Examples of such indicator events include:
• citations (non-academic)
• recognition of a derived output
• post-research identification of a direct or derived societal impact.
As stated earlier, source data for impact indicators must include two components: the change to an indicator and the cause of that change.
There are two ways to link an indicator event to a research activity:
1. Direct link: In recording the indicator event (i.e. a new publication), the event was a clear outcome of an identifiable research activity.
2. Indirect link: In recording the indicator event (i.e. getting a new job in your field), it is not feasible to make a direct link between the event and a single research activity. But a link can be inferred through the connection to this person and the activities they participated in.
It is therefore crucial that the standard data structures for capturing indicator events not only include fields that describe the event (Journal Title, Article Title, Job Title, Date, etc.) but also a single field that sets a link to a specific research activity (Activity ID).
With this single field (Activity ID), an indicator event is linked to a research activity. Any reports about the overall impact of that research activity will be able to include all events linked to that activity.

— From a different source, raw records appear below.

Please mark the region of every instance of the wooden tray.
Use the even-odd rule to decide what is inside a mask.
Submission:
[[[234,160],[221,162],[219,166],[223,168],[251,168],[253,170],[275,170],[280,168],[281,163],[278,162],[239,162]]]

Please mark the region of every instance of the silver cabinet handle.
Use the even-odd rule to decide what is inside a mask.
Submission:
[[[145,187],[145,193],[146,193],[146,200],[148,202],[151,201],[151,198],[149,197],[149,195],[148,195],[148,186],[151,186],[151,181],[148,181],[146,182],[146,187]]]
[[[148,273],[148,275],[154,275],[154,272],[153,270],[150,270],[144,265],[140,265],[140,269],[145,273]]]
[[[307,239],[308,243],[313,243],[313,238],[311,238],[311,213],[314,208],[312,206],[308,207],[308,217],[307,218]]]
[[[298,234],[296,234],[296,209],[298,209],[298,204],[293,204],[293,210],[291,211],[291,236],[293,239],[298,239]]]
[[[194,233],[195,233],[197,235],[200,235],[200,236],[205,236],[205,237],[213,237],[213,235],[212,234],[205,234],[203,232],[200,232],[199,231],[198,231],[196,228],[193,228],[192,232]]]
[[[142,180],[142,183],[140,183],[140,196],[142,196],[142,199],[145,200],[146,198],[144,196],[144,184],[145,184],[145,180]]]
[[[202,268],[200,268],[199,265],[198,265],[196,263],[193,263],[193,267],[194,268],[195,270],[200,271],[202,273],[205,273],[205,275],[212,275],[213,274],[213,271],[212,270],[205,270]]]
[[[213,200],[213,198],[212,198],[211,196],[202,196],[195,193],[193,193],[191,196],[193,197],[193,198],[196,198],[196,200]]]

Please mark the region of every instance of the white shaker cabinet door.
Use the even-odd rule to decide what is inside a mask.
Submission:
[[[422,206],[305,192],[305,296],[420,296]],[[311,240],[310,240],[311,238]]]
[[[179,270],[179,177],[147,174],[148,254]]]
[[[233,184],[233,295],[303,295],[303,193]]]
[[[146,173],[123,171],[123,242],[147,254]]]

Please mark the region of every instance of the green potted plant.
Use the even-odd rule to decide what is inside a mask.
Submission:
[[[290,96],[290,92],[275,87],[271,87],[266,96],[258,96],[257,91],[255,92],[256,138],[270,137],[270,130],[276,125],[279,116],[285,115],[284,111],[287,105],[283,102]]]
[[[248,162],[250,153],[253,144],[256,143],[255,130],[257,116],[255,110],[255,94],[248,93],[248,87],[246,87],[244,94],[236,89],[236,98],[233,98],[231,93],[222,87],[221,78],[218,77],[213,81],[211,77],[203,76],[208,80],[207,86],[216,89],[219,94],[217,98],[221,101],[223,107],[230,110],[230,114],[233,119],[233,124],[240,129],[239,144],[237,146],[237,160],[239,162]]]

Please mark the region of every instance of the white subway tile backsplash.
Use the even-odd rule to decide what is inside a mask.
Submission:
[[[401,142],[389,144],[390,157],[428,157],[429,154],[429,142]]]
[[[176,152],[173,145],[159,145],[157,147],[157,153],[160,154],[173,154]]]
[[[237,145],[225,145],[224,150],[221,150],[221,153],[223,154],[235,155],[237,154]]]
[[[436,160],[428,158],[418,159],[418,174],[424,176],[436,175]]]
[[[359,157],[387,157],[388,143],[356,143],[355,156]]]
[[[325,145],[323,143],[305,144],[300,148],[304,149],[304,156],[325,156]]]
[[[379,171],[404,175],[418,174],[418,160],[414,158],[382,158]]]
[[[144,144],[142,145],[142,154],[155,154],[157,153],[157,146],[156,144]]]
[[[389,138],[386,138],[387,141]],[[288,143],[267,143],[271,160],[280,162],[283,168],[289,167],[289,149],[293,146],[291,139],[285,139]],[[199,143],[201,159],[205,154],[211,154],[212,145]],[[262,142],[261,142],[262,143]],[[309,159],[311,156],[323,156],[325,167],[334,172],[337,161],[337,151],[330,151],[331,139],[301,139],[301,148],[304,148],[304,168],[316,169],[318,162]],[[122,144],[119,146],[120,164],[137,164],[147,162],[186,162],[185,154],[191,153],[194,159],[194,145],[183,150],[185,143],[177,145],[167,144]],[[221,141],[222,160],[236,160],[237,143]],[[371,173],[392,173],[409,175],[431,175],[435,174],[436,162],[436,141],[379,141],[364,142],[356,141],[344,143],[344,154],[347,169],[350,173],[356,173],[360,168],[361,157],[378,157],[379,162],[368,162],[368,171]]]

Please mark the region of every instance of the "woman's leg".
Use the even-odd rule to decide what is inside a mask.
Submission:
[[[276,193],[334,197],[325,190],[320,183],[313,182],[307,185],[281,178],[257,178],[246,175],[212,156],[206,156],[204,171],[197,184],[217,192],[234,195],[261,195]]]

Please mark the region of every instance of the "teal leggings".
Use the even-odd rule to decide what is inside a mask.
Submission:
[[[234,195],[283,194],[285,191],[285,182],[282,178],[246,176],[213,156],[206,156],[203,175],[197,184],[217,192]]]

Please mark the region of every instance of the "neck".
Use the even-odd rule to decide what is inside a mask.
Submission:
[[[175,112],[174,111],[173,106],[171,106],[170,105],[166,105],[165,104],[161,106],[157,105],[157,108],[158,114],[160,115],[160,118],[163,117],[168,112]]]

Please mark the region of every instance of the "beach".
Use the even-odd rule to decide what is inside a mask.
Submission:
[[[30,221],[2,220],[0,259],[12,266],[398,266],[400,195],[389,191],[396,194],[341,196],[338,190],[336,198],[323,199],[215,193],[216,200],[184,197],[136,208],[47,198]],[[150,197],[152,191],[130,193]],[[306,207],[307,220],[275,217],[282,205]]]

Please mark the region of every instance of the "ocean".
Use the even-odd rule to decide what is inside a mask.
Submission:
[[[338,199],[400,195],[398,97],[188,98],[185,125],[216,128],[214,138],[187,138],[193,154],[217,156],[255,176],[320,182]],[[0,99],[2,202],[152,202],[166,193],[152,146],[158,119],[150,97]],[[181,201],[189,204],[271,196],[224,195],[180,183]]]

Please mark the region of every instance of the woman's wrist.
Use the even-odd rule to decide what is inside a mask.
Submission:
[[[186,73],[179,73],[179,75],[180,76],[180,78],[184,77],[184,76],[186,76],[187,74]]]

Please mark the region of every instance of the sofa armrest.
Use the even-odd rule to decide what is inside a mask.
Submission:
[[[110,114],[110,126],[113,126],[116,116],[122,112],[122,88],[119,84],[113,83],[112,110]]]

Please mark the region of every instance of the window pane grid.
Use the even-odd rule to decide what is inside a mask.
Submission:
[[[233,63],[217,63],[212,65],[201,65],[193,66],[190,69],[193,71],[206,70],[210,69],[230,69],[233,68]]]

In cases where a direct link cannot be made from an indicator event to a specific research activity, there CAN be a link to the unique ID of the researcher (ORCID Researcher ID).
A major problem in measuring the impact of research activity is attributing the impacts to the investments made. This is not a problem that is simple to solve, however, open data standards that enable recorded impacts to be linked to people and activities will allow every funder of each activity to draw a contribution link between their investments and the resulting impacts.